Duchrow beschreibt religiöse Traditionen, die dem Kapitalismus und seinen Begleiterscheinungen wie Militarismus und Rassismus zuwiderlaufen. Er ist vielen Akteuren der Befreiungstheologie verbunden und hat sich an ihren Aktivitäten beteiligt. Auf diesem Hintergrund zeigt er ihre prophetische und wegweisende Bedeutung und verweist auf die vielfältigen „Auswege aus der Kapitalismusfalle“, die in der biblisch-christlichen Tradition verwurzelt sind, etwa im Zinsverbot und in einer Ethik des Zinsnehmens, die stets eine zentrale Bedeutung für eine gerechte und faire Wirtschaft hatte. Im Zentrum stehen Gerechtigkeit, Freiheit für die Armen und Schwachen, entsprechende Strukturen und alternative Formen des Wirtschaftens.

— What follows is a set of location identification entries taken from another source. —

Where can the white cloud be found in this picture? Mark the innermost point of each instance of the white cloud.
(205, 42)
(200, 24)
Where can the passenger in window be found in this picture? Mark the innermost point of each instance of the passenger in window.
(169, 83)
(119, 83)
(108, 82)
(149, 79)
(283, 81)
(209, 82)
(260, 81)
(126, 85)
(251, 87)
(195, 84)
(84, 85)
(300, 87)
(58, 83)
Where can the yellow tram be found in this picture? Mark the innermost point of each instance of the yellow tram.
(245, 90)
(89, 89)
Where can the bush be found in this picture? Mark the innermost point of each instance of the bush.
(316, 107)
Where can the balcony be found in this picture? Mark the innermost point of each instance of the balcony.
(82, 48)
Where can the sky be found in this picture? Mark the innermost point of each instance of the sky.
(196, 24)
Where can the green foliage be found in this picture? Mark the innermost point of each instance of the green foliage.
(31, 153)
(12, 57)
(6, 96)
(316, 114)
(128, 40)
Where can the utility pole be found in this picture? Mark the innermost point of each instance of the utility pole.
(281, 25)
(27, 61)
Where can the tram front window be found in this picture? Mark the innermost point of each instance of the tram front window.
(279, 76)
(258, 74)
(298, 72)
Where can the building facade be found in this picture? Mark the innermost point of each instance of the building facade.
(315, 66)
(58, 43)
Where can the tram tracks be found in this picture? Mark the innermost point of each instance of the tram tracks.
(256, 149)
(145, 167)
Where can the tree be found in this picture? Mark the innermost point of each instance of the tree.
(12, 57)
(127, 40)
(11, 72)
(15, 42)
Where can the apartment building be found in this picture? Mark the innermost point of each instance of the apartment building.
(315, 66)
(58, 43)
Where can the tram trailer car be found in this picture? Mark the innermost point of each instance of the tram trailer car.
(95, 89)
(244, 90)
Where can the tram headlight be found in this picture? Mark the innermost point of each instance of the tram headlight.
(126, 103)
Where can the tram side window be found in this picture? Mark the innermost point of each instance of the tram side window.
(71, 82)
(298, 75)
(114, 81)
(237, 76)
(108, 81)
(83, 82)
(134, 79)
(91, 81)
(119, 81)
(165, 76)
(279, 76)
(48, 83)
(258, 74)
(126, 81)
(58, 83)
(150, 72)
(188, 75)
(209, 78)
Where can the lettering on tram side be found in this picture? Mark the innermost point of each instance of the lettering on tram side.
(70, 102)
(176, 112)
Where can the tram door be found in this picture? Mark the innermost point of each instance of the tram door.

In der Diskussion über die kapitalistische Wirtschaftsform und die Proteste dagegen, die nur sehr begrenzt in der politischen Öffentlichkeit angekommen sind, zeigt Duchrow, worin die Kritik begründet sein muss. Es geht nicht um eine moralische Korrektur von Geldgeschäften, sondern um ein anderes Verständnis des Wirtschaftens, wie es die Befreiungstheologie entwickelt und in verschiedenen Kontexten vorgelebt hat. Entscheidend ist die nachvollziehbare und wissenschaftlich fundierte Erkenntnis, dass realistische Auswege aus der Kapitalismusfalle gerade die sind, die den gegebenen Realitäten mit grundlegend anderen Einsichten entgegentreten. Duchrows Buch trägt zur aktuellen Diskussion bei, weil es diese Erkenntnis – in begründeter Hoffnung – erneut in den Blick rückt. (Hans G. Ulrich)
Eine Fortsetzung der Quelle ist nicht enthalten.